We developed SNP-PHAGE (SNP discovery P ipeline with additional features for identification of common haplotypes within a sequence tagged site (H aplotype A nalysis) and Ge nBank (-dbSNP) submissions. This tool was applied for analyzing sequence traces from diverse soybean genotypes to discover over 10,000 SNPs. This package was developed on UNIX/Linux platform, written in Perl and uses a MySQL database. Scripts to generate a user-friendly web interface are also provided with common queries for preliminary data analysis. A machine learning tool developed by this group for increasing the efficiency of SNP discovery is integrated as a part of this package as an optional feature. The SNP-PHAGE package is being made available open source at http://bfgl.anri.barc.usda.gov/ML/snp-phage/.

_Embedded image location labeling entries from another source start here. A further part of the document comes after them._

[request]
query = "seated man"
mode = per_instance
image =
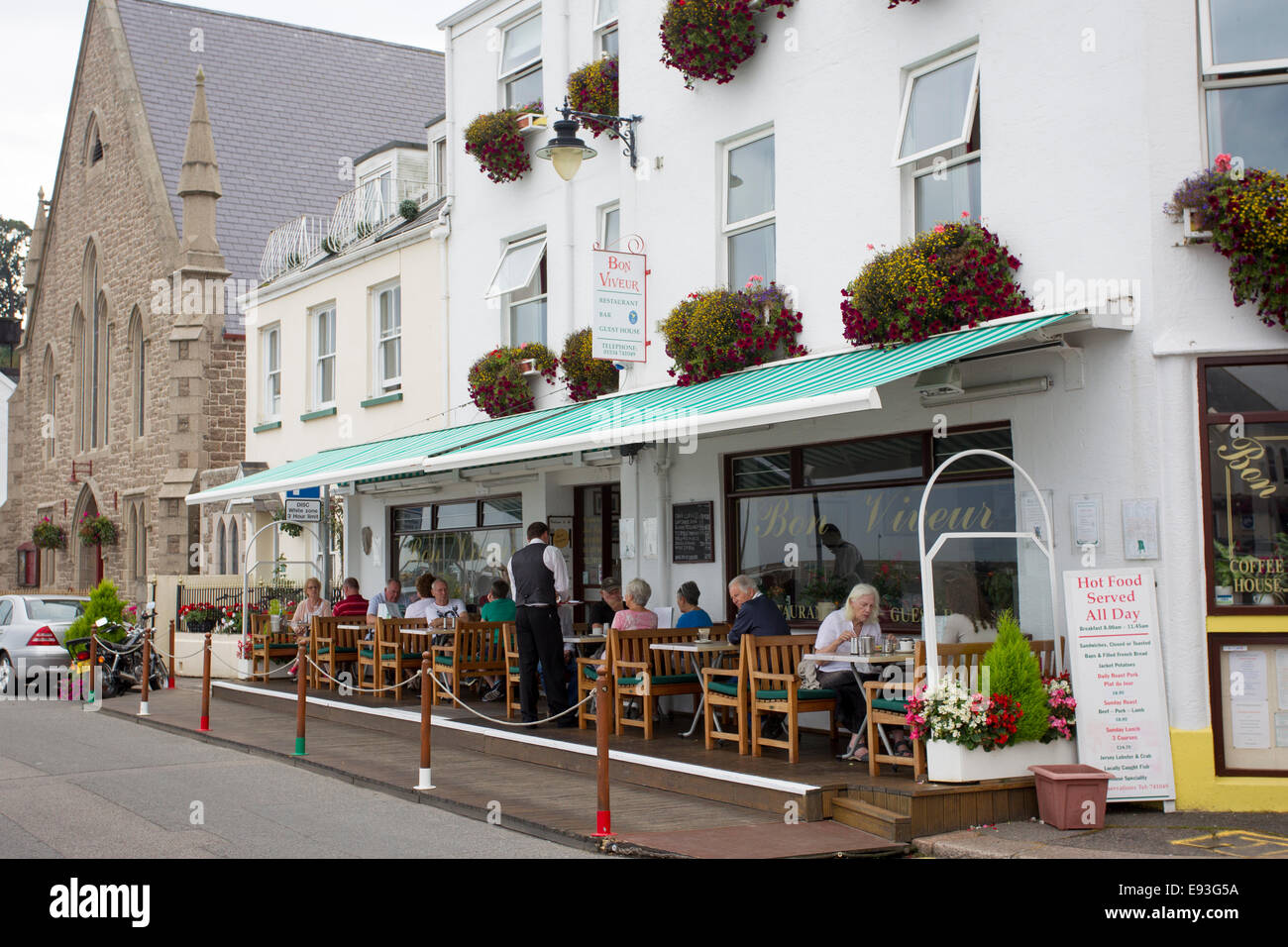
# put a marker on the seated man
(352, 603)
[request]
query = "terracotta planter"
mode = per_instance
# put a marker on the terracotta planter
(1072, 796)
(954, 763)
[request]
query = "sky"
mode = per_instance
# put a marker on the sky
(43, 39)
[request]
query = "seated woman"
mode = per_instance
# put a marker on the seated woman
(858, 617)
(691, 616)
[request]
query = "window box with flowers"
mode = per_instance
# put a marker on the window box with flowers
(1017, 719)
(97, 531)
(588, 377)
(498, 381)
(951, 277)
(1245, 211)
(716, 331)
(48, 535)
(709, 39)
(496, 141)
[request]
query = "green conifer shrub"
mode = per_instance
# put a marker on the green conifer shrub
(1013, 671)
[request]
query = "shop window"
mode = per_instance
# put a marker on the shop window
(1244, 411)
(939, 138)
(464, 543)
(849, 510)
(520, 63)
(748, 210)
(1244, 63)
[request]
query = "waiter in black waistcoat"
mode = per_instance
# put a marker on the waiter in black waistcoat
(540, 579)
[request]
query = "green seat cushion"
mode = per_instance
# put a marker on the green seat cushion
(804, 694)
(898, 706)
(662, 680)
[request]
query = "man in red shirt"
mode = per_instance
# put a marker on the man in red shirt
(352, 603)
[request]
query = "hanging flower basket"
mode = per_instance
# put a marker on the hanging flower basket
(48, 535)
(97, 531)
(497, 382)
(953, 275)
(587, 377)
(709, 39)
(496, 142)
(716, 331)
(592, 88)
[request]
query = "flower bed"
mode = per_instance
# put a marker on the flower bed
(497, 382)
(48, 535)
(953, 275)
(97, 531)
(496, 142)
(592, 88)
(709, 39)
(587, 377)
(713, 333)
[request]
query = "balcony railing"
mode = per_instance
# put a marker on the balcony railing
(359, 214)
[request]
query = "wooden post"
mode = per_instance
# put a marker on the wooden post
(93, 669)
(301, 678)
(147, 674)
(205, 686)
(425, 722)
(604, 710)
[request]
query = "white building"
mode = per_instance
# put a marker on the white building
(1069, 129)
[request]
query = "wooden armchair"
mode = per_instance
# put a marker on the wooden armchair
(268, 646)
(475, 650)
(774, 686)
(510, 642)
(333, 642)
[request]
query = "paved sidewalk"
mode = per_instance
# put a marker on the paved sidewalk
(1131, 831)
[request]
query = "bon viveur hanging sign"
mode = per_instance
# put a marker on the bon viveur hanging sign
(618, 307)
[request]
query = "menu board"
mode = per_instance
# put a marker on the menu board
(694, 535)
(1117, 665)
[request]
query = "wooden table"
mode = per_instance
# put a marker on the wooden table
(694, 648)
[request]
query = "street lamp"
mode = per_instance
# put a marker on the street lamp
(566, 151)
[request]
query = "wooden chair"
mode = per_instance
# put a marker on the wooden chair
(268, 646)
(887, 707)
(774, 686)
(473, 651)
(726, 689)
(399, 650)
(334, 642)
(510, 642)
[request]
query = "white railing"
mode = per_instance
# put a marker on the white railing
(292, 245)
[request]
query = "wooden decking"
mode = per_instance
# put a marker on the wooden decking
(818, 788)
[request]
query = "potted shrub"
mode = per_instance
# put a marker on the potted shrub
(953, 275)
(716, 331)
(592, 88)
(48, 535)
(494, 140)
(585, 376)
(709, 39)
(497, 380)
(97, 531)
(1017, 720)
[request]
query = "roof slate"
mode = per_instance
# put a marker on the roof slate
(287, 103)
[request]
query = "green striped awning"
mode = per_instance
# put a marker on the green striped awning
(772, 393)
(376, 460)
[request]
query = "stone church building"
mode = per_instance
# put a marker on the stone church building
(189, 136)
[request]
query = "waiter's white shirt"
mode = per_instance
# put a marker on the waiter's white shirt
(553, 560)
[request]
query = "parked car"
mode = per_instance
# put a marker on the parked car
(33, 629)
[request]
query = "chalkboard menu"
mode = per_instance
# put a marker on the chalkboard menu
(694, 536)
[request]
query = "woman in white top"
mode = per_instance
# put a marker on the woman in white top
(858, 617)
(312, 605)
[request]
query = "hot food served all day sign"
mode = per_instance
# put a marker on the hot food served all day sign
(1119, 681)
(619, 317)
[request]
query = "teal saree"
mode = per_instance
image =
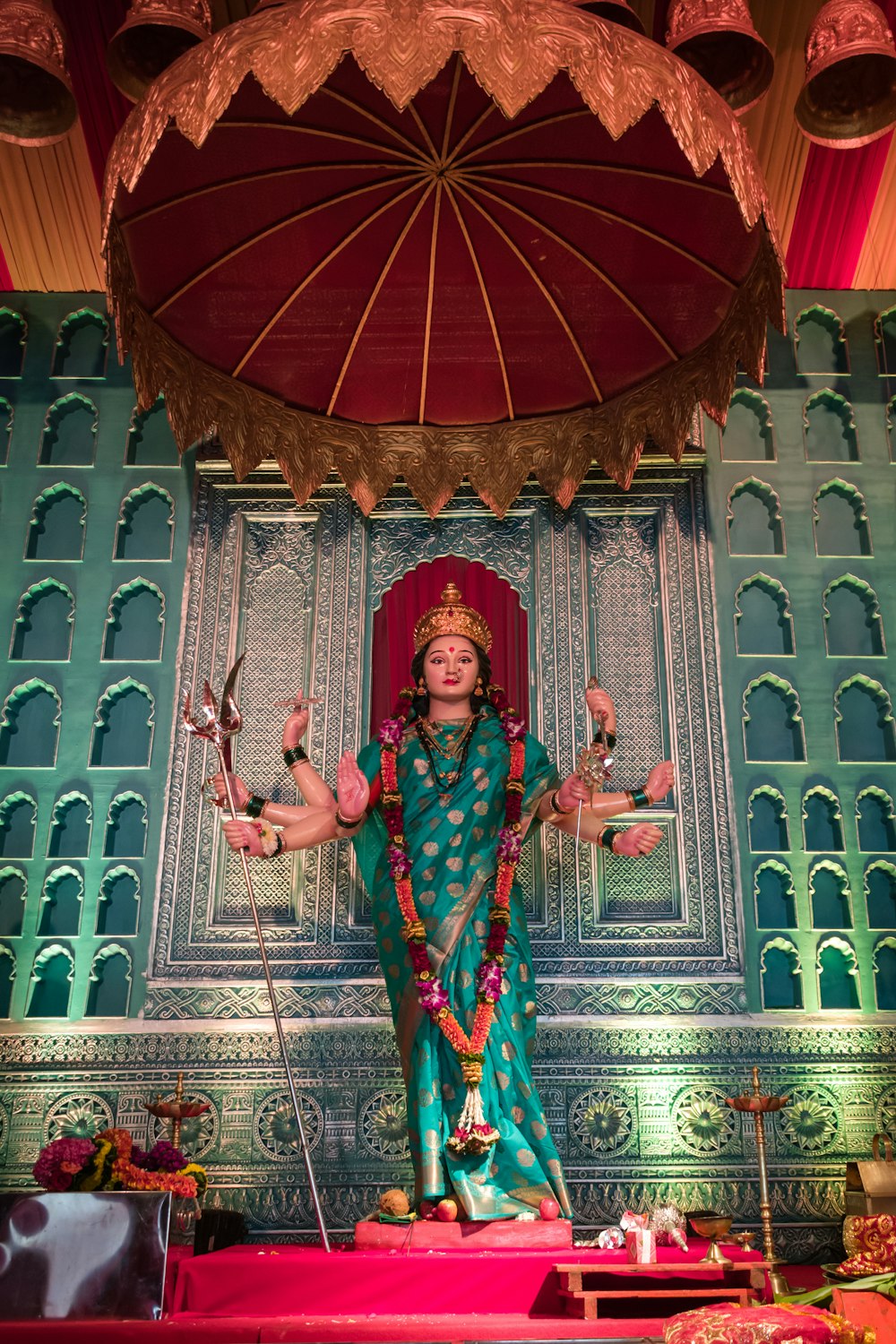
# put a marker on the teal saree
(452, 841)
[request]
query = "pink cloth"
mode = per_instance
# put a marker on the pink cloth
(306, 1281)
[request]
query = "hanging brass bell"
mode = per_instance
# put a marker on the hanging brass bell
(616, 11)
(151, 38)
(718, 38)
(37, 104)
(849, 96)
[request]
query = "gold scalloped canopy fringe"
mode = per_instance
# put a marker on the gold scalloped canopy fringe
(513, 48)
(495, 459)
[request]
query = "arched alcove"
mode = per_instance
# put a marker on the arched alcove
(884, 968)
(50, 988)
(56, 526)
(829, 897)
(853, 624)
(70, 827)
(767, 820)
(118, 905)
(771, 719)
(763, 621)
(823, 822)
(70, 433)
(109, 983)
(30, 725)
(124, 726)
(864, 720)
(145, 524)
(755, 524)
(419, 589)
(748, 433)
(840, 521)
(13, 336)
(837, 969)
(136, 623)
(82, 346)
(780, 975)
(880, 894)
(885, 341)
(829, 427)
(874, 820)
(125, 827)
(774, 895)
(61, 903)
(7, 419)
(7, 980)
(18, 819)
(13, 892)
(45, 623)
(150, 438)
(820, 341)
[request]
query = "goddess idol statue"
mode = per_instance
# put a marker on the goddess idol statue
(438, 806)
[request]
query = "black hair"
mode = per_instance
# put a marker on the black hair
(478, 696)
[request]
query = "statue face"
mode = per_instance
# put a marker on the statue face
(450, 667)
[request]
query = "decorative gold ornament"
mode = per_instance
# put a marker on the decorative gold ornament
(153, 35)
(452, 617)
(514, 50)
(719, 39)
(849, 96)
(37, 104)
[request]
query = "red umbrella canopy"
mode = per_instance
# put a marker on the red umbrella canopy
(437, 239)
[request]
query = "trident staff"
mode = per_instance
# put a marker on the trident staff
(220, 728)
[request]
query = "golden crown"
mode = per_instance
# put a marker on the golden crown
(452, 617)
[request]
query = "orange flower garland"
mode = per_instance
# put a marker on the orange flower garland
(471, 1134)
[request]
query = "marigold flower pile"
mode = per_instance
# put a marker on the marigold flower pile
(473, 1133)
(110, 1160)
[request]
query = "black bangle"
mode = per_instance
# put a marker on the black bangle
(607, 836)
(344, 824)
(295, 755)
(254, 806)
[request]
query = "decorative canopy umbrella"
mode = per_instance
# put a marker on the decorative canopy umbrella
(437, 239)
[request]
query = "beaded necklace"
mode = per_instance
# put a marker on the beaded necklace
(471, 1133)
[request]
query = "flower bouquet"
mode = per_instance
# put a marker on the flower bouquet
(110, 1160)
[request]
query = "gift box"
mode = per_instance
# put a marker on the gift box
(641, 1246)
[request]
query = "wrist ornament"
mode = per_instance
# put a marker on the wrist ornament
(344, 824)
(556, 808)
(295, 755)
(254, 804)
(607, 836)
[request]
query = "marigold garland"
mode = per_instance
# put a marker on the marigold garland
(473, 1133)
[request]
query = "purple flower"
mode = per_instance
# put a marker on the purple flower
(62, 1160)
(509, 846)
(433, 996)
(487, 980)
(398, 860)
(392, 733)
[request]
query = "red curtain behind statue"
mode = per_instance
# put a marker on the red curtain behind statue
(421, 589)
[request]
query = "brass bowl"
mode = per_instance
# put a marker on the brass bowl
(711, 1226)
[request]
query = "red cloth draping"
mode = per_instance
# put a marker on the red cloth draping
(102, 109)
(836, 201)
(416, 593)
(306, 1281)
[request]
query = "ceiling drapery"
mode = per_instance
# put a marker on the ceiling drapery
(521, 258)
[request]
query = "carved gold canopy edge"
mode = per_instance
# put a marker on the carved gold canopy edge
(433, 460)
(513, 48)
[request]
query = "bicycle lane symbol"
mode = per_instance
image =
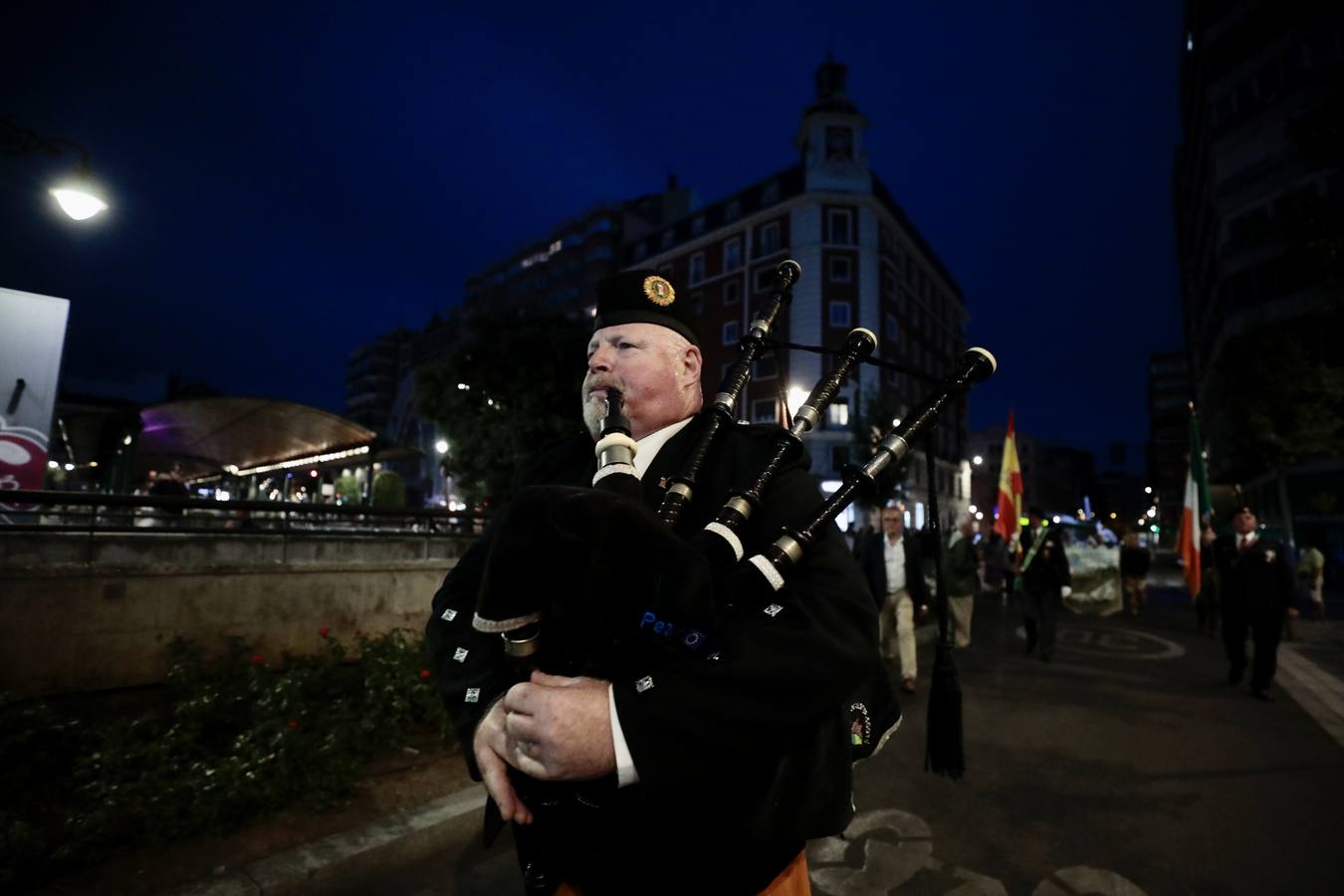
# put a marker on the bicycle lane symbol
(891, 846)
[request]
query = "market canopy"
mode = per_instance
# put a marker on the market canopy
(207, 435)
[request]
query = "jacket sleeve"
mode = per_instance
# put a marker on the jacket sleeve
(793, 660)
(469, 666)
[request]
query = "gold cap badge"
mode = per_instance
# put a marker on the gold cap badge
(659, 291)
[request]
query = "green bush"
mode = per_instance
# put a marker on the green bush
(348, 491)
(233, 738)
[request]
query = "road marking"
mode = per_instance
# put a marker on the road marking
(1320, 693)
(1114, 642)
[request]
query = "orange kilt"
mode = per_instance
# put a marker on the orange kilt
(790, 881)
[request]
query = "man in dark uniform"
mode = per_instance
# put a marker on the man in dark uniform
(1255, 590)
(715, 774)
(1044, 581)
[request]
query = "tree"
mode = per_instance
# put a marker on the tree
(510, 385)
(1281, 391)
(388, 491)
(878, 410)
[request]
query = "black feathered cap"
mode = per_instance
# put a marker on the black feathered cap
(645, 297)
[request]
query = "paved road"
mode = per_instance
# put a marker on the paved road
(1125, 768)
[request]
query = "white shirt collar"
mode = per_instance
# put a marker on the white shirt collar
(651, 443)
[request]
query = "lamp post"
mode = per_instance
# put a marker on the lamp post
(77, 193)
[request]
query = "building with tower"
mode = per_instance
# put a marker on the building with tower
(1259, 220)
(864, 264)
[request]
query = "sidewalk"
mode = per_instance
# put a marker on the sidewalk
(1126, 766)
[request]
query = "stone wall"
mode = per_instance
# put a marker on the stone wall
(77, 626)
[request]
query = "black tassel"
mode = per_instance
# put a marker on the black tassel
(944, 749)
(944, 753)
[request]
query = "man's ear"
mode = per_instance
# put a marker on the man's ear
(691, 362)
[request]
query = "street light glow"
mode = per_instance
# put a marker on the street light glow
(78, 203)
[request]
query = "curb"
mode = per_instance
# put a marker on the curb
(399, 838)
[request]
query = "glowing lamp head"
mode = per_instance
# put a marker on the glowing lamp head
(78, 200)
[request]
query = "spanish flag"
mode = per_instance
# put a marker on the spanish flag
(1009, 487)
(1195, 510)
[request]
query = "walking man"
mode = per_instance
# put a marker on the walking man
(1255, 587)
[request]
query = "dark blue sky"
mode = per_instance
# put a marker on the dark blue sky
(292, 179)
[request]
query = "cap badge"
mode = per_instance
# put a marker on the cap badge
(659, 291)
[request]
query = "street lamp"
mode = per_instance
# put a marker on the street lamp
(77, 195)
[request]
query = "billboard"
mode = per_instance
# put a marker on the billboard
(33, 335)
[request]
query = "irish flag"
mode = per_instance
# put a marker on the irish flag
(1009, 487)
(1195, 510)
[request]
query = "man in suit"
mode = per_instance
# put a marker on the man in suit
(1255, 590)
(1044, 581)
(711, 776)
(891, 563)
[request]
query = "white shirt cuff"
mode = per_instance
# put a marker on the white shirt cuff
(625, 773)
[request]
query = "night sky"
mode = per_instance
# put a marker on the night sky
(289, 180)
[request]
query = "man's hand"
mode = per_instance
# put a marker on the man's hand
(492, 750)
(558, 729)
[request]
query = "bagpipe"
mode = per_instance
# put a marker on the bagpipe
(593, 581)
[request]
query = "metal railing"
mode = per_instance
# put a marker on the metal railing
(33, 511)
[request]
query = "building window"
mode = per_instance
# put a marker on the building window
(765, 367)
(696, 269)
(769, 238)
(839, 144)
(839, 412)
(840, 226)
(733, 254)
(730, 332)
(840, 269)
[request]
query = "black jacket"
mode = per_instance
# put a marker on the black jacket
(1258, 579)
(740, 760)
(875, 568)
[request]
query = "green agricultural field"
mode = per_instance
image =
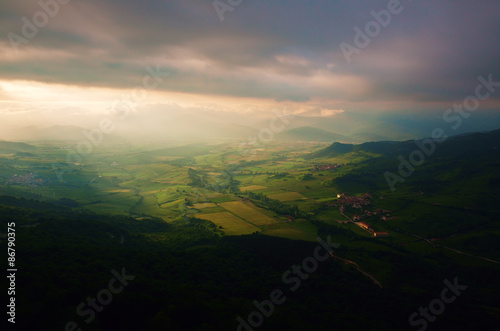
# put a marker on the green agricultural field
(290, 233)
(288, 196)
(252, 188)
(248, 212)
(231, 224)
(204, 205)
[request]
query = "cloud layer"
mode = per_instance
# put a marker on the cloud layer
(271, 52)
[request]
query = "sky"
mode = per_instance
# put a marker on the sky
(63, 61)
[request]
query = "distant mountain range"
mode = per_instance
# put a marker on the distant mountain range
(307, 133)
(9, 147)
(453, 146)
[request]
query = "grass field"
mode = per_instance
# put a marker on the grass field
(287, 196)
(252, 188)
(231, 224)
(248, 212)
(290, 233)
(204, 205)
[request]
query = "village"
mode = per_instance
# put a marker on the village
(345, 202)
(31, 180)
(330, 167)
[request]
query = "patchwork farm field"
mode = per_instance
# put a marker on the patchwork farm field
(248, 212)
(288, 196)
(231, 224)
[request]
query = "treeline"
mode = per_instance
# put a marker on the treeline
(224, 182)
(277, 206)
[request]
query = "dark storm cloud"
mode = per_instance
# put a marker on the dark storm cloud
(283, 50)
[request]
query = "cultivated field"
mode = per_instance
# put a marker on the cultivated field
(231, 224)
(248, 213)
(288, 196)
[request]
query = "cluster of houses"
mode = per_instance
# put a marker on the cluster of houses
(331, 167)
(385, 215)
(30, 180)
(360, 202)
(352, 201)
(369, 228)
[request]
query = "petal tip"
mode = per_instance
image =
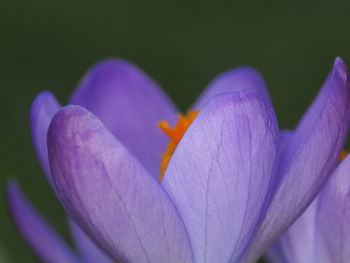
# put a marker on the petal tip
(340, 69)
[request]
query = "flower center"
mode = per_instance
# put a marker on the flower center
(175, 134)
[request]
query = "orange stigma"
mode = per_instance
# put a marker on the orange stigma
(343, 155)
(175, 134)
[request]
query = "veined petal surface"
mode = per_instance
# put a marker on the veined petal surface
(88, 251)
(221, 172)
(130, 105)
(46, 244)
(333, 217)
(44, 107)
(239, 79)
(110, 194)
(321, 233)
(309, 158)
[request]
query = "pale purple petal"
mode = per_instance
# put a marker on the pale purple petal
(46, 244)
(333, 217)
(234, 80)
(42, 111)
(309, 159)
(112, 197)
(130, 105)
(44, 107)
(221, 172)
(88, 251)
(298, 243)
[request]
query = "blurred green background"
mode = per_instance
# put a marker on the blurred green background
(47, 45)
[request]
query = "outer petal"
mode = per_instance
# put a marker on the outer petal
(234, 80)
(309, 159)
(40, 237)
(220, 174)
(42, 111)
(130, 104)
(44, 107)
(110, 194)
(298, 243)
(89, 252)
(333, 217)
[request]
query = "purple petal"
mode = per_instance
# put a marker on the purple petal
(333, 217)
(298, 243)
(42, 111)
(44, 107)
(310, 157)
(89, 252)
(234, 80)
(38, 234)
(130, 105)
(112, 197)
(221, 172)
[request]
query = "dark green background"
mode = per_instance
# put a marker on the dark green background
(47, 45)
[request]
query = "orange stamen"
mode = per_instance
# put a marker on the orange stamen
(343, 155)
(175, 135)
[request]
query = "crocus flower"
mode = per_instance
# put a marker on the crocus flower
(322, 233)
(231, 182)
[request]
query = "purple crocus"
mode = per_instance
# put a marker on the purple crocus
(233, 184)
(322, 233)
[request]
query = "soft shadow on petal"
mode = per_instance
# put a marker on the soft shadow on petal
(46, 244)
(298, 243)
(110, 194)
(130, 105)
(333, 217)
(88, 251)
(220, 175)
(309, 159)
(44, 107)
(234, 80)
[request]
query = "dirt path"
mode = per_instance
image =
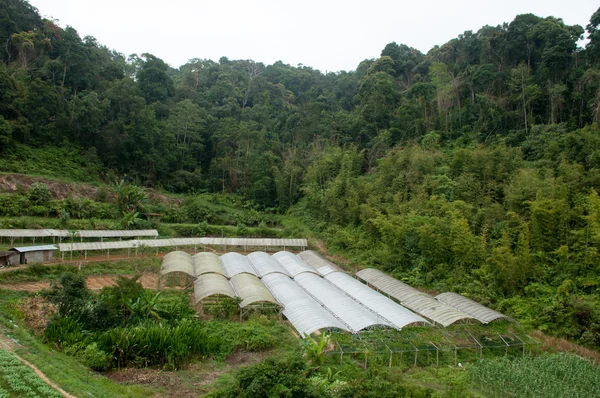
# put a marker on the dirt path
(95, 282)
(9, 344)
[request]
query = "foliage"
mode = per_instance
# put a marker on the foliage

SNP-PHAGE provides a bioinformatics solution for high throughput SNP discovery, identification of common haplotypes within an amplicon, and GenBank (dbSNP) submissions. SNP selection and visualization are aided through a user-friendly web interface. This tool is useful for analyzing sequence tagged sites (STSs) of genomic sequences, and this software can serve as a starting point for groups interested in developing SNP markers.
When undertaking polymorphism discovery, the selection of an optimal tool depends on the nature of input sequences. For sequences that are derived from individual clones where there is no heterogeneity, SNP discovery can be accomplished by comparing sequence information. When relatively few reads are available, PolyBayes in combination with Phrap can be used. In this case, Phrap performs the sequence assembly and PolyBayes detects SNPs by implementing a Bayesian algorithm. The PolyBayes algorithm estimates the conditional probabilities accounting for Phred quality scores and depth of reads. However, for analyzing a large sequence dataset, such as shotgun sequence reads from a finished genome, ssahaSNP may be optimal. The ssahaSNP software performs fast searches through custom hashing algorithm for making alignments and screens for SNP candidates using neighborhood quality standard, NQS. The NQS algorithm accounts for the quality value of the bases with variation as well as the quality values in the neighboring bases. Mining of SNPs from EST sequences is an attractive proposition in some plant and animal species when genome sequences are not yet available. The steps involved in SNP discovery from EST sequences include clustering, sequence assembly and SNP detection and there are several software options available to handle each of these steps. It is important to use Phred quality scores and multiple sequence evidences in calling a putative SNP. However EST data can only provide very limited putative polymorphisms as this approach requires sequences from different genotypes and depth of reads to reduce the likelihood of false positives. Except for the most abundantly expressed genes, the numbers of redundant EST sequences are relatively low. Also other factors such as alternative splicing, reverse transcription errors, and RNA editing further interfere with the predictions even after including sequence quality scores. By constructing a software data analysis pipeline SNP discovery from EST sequences was successfully implemented for maize , human  and pine  species. In polyploid species like soybean SNP, discovery efforts are further complicated by polyploidy where paralog sequences have to be delineated before SNP calling can be done (manuscript in preparation).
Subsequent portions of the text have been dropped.